Weiner died in May 2016 and her condominium was sold Jan. 31, 2017.
According to the petition for emergency suspension, Garcia received
$367,073 into trust account No. 0291. He quickly moved that money into
trust account No. 8770.
Garcia was supposed to send the Internal Revenue Service three checks
worth $144,212.99 to cover Weiner’s tax debt from 2012, 2013 and 2015.
He sent Feb. 1, 2017, letters to the IRS and Weiner estate personal
representative Steven Brown that he’d sent those checks.

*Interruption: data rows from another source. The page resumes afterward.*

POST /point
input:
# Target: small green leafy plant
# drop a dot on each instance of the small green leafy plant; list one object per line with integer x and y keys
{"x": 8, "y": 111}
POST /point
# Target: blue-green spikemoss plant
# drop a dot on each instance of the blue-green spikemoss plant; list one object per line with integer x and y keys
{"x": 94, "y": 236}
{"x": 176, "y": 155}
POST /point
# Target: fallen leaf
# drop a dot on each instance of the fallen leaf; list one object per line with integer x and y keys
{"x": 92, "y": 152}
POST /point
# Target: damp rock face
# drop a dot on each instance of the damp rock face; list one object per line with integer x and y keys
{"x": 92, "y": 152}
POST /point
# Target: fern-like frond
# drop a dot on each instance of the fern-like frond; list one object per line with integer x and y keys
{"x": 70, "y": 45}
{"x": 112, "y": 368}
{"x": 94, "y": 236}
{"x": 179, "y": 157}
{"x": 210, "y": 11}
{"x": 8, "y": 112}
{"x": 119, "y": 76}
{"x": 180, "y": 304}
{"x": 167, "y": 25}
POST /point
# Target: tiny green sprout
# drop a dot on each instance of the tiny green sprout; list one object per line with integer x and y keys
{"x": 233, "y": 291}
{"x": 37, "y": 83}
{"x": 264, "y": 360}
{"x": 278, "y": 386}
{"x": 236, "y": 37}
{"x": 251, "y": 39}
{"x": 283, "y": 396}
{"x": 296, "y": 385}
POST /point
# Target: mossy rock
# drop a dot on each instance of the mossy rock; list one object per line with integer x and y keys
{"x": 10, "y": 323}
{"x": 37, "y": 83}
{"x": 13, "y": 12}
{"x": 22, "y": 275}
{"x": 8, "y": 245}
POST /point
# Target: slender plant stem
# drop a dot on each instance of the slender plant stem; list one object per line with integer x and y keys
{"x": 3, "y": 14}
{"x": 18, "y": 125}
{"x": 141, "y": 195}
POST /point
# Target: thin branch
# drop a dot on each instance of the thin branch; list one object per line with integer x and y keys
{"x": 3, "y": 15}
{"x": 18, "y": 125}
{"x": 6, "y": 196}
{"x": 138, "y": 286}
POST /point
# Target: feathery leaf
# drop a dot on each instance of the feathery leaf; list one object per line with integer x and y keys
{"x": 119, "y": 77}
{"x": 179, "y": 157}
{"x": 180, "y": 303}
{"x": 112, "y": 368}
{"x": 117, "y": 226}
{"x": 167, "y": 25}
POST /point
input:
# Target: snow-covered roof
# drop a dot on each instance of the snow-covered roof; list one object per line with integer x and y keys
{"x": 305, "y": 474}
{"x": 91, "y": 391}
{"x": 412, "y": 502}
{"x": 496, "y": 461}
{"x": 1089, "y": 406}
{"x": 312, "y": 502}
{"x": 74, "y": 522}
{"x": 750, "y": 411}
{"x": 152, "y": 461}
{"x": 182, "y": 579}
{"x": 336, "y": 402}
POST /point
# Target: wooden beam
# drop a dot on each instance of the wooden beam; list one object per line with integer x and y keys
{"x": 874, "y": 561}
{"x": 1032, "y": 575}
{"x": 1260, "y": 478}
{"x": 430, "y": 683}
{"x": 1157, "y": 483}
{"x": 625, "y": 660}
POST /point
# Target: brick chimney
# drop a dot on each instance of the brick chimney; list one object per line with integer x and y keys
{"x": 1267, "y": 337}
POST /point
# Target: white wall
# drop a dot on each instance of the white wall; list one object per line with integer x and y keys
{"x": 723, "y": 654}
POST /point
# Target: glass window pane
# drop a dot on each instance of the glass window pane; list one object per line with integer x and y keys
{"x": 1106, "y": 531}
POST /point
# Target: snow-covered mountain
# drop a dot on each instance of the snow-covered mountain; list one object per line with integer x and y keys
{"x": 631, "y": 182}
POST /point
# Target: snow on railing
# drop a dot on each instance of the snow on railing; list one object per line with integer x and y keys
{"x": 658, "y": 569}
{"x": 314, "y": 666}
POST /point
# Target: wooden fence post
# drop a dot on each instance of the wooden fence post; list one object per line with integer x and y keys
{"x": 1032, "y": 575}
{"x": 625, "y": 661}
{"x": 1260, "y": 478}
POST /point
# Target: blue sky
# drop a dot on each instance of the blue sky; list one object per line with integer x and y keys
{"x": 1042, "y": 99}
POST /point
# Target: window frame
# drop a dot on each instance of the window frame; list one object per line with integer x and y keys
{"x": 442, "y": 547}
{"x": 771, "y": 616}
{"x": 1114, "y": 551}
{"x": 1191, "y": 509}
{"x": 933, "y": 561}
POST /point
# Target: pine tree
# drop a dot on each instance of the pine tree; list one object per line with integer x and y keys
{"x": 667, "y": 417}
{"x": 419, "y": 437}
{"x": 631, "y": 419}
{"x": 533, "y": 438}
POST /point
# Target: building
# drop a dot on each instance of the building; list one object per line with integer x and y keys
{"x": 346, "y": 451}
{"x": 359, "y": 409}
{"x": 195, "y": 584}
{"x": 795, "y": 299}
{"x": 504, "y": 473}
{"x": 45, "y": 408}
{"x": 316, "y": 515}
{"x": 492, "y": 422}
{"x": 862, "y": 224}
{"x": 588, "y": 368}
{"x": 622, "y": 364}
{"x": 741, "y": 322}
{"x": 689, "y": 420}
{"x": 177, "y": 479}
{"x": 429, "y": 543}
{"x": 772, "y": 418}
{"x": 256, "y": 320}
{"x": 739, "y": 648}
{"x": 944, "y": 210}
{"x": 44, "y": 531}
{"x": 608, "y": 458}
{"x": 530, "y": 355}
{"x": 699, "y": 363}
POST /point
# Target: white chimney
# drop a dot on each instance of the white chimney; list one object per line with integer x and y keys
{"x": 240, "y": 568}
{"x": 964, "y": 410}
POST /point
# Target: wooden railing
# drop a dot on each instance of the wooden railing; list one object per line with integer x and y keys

Come May, Brown told Garcia the IRS didn’t have the checks. In June,
after telling Brown he’d deal with it after the funeral arrangements for
his dead grandmother, Garcia told him replacement checks were issued in
April 2017 and sent to the IRS with a U.S. Postal Service tracking
number.
“Mr. Brown was able to confirm that a 6 delivery with that tracking
number had been received by the IRS, but still no payments had been
processed regarding the Weiner Estate,” the referee’s report said. “In
reviewing the tracking receipt, the Bar’s Auditor was able to ascertain
that Respondent had provided that same tracking receipt in his response
to an unrelated Bar grievance filed with the Bar in April, 2017.”
Chase Bank informed the Bar that a check to the IRS for $44,254.91 on
account No. 8770 had bounced on June 23 and June 28. Garcia said that
was a Chase mistake as he had put a stop payment on the check. He told
the Bar he put the stop payment on it because he realized he’d
transferred the money to another trust account at Chase.
Brown got notice from the IRS that the $44,254.91 check was returned for
insufficient funds and a stop payment was issued on the $103,779.76
check. He told Garcia via June 5, 2017, e-mail that the IRS was “sending
threatening letters.”
Brown filed a Bar complaint against Garcia in August 2017. The Bar
already had one complaint working against Garcia after his response to
the bounced check.
An examination of the episode by Cassandra Ferrer, a CPA employed as the
Florida Bar’s Miami Branch auditor, found as of Sept. 29, 2017, Garcia’s
four trust accounts should have had, at bare minimum, Weiner’s tax
money, $148,034.67.
Total in Garcia’s trust accounts: $26.65.
“In my professional opinion, based on my preliminary review of the
documents and information received from Complainant, Respondent and the
financial institutions, Respondent has misappropriated the Estate’s
funds,” Ferrer wrote in an affidavit.